Yaşar Hanım Ağrı’ya ne zaman ve nasıl geliyor?
Devlet bir dönem Yaşar Hanım’ı İhsan Nuri’ye karşı kullanmak ister. Boşanması için Yaşar Hanım’a baskı uygulanır. Yaşar Hanım hiçbir zaman boşanmayı kabul etmez.
Yaşar Hanım Türk mü?
Yaşar Hanım, İstanbullu bir Türk’tür. Aslen Kafkas kökenli ama İstanbul’da doğup büyümüştür. Babası cerrah olan İstanbullu bir Osmanlı kadınıdır. Abisi Ali Haydar Bey de askeri doktordur. Ali Haydar üzerinde Yaşar Hanım’a baskı yaparlar. İhsan Nuri 1926’da Ağrı’ya geldikten sonra bu baskılar sürer. İhsan Nuri anılarında Ağrı’da beyaz bayrak taşıyan bir Türk askerinin kendisine boşanma belgelerini evrakları getirdiği ve kendisini ‘Sizin devletinizi tanımıyor ki sizin mahkemeleriniz tanıyayım’ deyip kovduğu yazar. 1926 sonlarında devlet ile Ağrı kuvvetleri arasında bir ateşkes imzalanır. Bu ateşkes yaklaşık olarak 1 yıl sürer. Bu ateşkes sırasında Türk subaylarla birkaç görüşme gerçekleşir. İsyandan vazgeçmesi için rütbe ve mal mülk teklif edilir. İhsan Nuri bunları kabul etmez. ‘Tek isteğim Rom’un (Türklerin) Kürdistan’ı terk etmesidir’ diyor. Bu defa kişisel bir isteği olup olmadığını sorarlar. İhsan Nuri, eşinin Suriye gitmesine izin verilmesini ister. Devlet de bir iyi niyet beyanı olarak Yaşar Hanım’ın Suriye’ye gitmesine izin verir. Yaşar Hanım, Xoybûn’un aracılığı ile Kobanê’ye geçer. Kobanê’de Mustafa Şahin Berazi’nin evinde kalır. Sonra Xoybûn tarafından Güney Kürdistan’a geçirilir. Yine Xoybûn kuryeler aracılığı ile İran Tebriz’e gönderilir. Tebriz’de artık Ağrı’ya yakındır, İhsan Nuri Bey bir kurye gönderir, kurye Yaşar Hanım’ı Ağrı Dağı’na getirir. 1927 itibari ile Yaşar Hanım artık Ağrı’dadır.

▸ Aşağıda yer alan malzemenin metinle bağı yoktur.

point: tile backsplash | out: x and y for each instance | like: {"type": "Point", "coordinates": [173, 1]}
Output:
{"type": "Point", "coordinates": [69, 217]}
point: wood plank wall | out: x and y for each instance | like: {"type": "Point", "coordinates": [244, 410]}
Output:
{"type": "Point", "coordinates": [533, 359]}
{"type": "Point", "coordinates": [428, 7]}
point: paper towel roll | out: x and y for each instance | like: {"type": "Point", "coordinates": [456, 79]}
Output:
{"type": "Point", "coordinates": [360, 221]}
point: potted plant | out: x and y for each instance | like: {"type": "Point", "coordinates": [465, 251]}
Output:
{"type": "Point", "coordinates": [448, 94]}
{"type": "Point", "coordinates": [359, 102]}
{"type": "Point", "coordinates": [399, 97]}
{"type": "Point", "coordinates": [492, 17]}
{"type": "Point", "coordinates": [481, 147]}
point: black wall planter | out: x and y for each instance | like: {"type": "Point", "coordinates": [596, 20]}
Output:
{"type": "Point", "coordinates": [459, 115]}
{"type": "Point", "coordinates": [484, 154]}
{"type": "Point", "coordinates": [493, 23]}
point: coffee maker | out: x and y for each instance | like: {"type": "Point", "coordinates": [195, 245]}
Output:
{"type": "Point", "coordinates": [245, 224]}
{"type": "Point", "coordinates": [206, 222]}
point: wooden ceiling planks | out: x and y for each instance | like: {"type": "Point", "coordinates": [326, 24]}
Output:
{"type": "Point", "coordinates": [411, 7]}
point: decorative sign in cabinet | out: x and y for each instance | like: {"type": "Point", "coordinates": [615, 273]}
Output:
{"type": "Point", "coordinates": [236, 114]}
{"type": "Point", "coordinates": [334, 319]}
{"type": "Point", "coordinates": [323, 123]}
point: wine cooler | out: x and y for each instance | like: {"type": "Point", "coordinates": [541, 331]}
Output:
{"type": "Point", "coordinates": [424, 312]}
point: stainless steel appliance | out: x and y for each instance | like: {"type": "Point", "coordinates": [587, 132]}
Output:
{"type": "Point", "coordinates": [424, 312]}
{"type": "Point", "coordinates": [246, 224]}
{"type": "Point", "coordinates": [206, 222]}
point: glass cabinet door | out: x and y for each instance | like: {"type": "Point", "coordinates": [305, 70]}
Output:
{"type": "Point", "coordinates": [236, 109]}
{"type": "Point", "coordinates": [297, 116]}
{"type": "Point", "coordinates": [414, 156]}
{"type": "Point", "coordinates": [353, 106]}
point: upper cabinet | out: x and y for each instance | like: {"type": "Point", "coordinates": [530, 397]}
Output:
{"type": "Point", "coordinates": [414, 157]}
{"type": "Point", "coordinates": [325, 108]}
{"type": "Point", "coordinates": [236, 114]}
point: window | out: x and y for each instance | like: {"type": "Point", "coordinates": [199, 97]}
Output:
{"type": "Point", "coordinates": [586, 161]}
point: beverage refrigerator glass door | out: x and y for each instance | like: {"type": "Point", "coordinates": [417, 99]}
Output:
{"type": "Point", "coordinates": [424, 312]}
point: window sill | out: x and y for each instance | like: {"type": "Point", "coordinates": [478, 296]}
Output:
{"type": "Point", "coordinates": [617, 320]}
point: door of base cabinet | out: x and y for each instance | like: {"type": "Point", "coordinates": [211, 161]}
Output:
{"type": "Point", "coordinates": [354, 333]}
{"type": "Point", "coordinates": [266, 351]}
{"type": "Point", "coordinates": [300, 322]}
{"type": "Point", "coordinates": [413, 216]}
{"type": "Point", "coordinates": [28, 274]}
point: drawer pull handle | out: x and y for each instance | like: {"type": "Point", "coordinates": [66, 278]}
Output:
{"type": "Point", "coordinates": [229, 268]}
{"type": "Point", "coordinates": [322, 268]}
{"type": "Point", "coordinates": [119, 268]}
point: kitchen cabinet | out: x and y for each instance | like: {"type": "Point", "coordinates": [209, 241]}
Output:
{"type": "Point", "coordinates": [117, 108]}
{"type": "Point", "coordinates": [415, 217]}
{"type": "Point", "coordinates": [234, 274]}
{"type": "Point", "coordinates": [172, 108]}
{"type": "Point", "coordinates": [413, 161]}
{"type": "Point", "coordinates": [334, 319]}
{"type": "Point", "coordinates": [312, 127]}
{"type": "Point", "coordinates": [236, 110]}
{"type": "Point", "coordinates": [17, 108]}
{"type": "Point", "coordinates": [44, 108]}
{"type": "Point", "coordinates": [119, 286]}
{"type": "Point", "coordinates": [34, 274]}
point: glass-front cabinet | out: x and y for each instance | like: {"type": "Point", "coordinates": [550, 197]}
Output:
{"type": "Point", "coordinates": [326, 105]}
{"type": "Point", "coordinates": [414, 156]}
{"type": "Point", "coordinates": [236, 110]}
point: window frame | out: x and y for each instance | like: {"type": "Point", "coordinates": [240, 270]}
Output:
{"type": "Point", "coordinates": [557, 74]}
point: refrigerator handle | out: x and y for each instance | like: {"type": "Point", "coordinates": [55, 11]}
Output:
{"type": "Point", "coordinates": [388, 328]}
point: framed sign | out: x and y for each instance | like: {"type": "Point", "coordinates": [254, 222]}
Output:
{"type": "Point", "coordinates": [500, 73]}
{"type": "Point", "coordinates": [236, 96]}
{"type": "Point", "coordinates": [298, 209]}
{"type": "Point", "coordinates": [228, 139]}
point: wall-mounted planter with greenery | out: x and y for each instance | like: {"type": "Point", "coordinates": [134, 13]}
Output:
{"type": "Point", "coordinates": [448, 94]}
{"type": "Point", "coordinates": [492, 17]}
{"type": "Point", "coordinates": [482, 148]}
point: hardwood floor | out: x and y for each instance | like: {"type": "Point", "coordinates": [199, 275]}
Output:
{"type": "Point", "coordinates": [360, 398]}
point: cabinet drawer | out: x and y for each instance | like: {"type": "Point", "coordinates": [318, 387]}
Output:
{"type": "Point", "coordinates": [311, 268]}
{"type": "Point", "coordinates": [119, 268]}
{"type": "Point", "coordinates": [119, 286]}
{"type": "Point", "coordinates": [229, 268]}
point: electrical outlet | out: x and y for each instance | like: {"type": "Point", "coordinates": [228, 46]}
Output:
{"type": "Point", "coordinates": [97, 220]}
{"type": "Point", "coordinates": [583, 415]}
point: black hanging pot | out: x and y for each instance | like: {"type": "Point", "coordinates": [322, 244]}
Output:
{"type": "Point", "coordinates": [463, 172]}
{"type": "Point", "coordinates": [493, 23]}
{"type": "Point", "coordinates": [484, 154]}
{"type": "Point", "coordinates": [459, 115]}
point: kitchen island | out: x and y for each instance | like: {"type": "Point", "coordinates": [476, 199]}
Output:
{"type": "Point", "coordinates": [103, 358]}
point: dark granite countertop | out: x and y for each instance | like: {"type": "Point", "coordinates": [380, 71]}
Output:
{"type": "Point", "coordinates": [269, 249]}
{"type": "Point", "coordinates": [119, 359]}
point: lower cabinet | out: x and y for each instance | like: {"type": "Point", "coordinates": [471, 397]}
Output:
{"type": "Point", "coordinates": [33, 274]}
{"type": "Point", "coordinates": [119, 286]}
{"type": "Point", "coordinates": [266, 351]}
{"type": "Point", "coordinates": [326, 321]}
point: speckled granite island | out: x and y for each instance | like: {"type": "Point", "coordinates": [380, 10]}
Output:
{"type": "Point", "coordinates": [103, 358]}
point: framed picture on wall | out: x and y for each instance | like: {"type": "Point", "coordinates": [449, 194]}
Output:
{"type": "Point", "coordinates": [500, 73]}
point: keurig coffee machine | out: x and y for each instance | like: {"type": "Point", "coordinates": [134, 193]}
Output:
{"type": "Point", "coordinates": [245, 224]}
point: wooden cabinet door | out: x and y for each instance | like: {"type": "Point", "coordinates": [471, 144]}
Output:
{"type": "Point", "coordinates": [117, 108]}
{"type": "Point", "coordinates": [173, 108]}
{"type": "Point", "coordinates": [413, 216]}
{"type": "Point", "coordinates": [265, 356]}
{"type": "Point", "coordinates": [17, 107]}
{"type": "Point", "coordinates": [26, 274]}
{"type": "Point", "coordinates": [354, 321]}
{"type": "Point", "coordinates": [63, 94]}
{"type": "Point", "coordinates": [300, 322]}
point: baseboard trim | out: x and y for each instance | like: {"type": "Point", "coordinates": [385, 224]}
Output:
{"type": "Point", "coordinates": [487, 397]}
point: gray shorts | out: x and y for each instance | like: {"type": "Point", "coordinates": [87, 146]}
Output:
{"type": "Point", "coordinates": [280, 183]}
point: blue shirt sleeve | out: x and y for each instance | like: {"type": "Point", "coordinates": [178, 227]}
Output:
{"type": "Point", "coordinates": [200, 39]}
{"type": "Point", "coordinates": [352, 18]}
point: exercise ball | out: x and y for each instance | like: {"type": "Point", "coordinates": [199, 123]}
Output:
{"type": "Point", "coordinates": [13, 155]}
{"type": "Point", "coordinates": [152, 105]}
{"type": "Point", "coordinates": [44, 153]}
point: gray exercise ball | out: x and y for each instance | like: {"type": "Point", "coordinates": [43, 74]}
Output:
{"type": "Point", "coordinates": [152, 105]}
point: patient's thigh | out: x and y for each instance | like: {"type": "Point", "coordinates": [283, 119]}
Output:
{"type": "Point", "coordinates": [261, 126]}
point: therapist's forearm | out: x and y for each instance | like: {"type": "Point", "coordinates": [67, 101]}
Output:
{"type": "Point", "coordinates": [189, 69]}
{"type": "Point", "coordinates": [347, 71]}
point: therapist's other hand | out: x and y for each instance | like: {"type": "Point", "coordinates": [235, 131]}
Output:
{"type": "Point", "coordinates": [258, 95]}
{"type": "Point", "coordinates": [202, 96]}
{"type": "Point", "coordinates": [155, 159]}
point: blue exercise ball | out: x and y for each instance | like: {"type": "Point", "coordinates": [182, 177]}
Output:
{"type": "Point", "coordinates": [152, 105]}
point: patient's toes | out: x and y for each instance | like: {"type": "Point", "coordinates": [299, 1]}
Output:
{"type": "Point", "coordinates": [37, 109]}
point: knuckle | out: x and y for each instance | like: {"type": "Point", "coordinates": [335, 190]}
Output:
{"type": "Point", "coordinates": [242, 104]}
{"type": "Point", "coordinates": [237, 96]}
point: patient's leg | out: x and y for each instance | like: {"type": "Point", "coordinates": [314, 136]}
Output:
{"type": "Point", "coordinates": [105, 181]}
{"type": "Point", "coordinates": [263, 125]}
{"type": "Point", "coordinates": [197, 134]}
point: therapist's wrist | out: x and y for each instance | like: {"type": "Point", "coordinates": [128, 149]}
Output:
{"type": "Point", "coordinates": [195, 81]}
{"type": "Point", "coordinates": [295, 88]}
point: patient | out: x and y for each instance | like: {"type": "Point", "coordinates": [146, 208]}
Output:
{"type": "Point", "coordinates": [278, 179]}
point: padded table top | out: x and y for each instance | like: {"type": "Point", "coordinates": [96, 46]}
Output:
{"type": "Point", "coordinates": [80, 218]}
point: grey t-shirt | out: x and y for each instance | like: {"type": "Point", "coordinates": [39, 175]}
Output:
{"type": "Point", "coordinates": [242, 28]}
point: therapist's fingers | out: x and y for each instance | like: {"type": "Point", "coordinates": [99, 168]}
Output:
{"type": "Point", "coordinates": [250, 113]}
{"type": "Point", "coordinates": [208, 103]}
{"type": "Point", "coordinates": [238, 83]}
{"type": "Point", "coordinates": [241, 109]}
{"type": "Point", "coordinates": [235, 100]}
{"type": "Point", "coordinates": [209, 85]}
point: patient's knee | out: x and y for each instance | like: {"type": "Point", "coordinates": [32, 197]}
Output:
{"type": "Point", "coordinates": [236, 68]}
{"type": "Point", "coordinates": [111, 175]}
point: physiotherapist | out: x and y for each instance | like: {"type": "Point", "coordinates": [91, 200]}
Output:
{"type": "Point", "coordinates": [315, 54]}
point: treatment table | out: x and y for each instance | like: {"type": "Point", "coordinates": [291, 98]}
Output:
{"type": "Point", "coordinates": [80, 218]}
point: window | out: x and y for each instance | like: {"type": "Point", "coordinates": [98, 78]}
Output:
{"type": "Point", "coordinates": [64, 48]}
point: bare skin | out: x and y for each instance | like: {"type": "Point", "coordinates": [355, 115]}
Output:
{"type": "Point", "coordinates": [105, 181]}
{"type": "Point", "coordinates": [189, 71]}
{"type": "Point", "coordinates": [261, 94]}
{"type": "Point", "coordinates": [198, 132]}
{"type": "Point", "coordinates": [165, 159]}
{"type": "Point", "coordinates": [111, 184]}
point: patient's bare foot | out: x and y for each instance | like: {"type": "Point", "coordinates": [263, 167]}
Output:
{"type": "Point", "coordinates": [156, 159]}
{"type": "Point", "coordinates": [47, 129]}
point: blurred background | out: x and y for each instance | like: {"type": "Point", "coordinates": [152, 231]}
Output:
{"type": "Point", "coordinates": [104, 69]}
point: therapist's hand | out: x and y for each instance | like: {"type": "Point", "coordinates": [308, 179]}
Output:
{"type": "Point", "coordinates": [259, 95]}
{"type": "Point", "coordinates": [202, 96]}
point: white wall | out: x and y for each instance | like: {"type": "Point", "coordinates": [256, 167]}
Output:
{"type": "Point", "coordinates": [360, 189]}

Sonra birlikte İran’a geçerler.
Evet, İran’a geçmeleri ilginçtir. Ermeni kuvvetleri Ağrı’dan ayrılmadan önce Yaşar Hanım’ı güvenlik nedeni ile birlikte götürmek isterler. Yaşar Hanım kendi anılarında anlatıyor “Ben dedim ki ben öleceksem de İhsan Nuri ile birlikte ölürüm” diyor. İsyan bittikten sonra birlikte İran’a geçerler. İran’da siyasi sığınma talebinde bulunur, lakin cezaevine atılır.
Anılarda İran’daki yaşantılarına dair anlatımlar var mı?
İhsan Nuri oraya geçtikten sonra kısa bir süre cezaevinde kalır. Diğer Ağrı kuvvetleri komutanları da ordadır. Rıza Şah kendisine söz verir. ‘Ben olduğum müddetçe sen Türkler teslim etmeyeceğim’ der ve sözünü tutar. Buna karşılık İhsan Nuri’den siyasi faaliyetlerin içine girmemesini ister. Cüzi bir maaş bağlarlar. Bazen keserler. Bazen tekrar bağlarlar. İkinci Dünya Savaşı yıllarında verilen maaşı kesilir. Bunun üzerine şoförlük yapar.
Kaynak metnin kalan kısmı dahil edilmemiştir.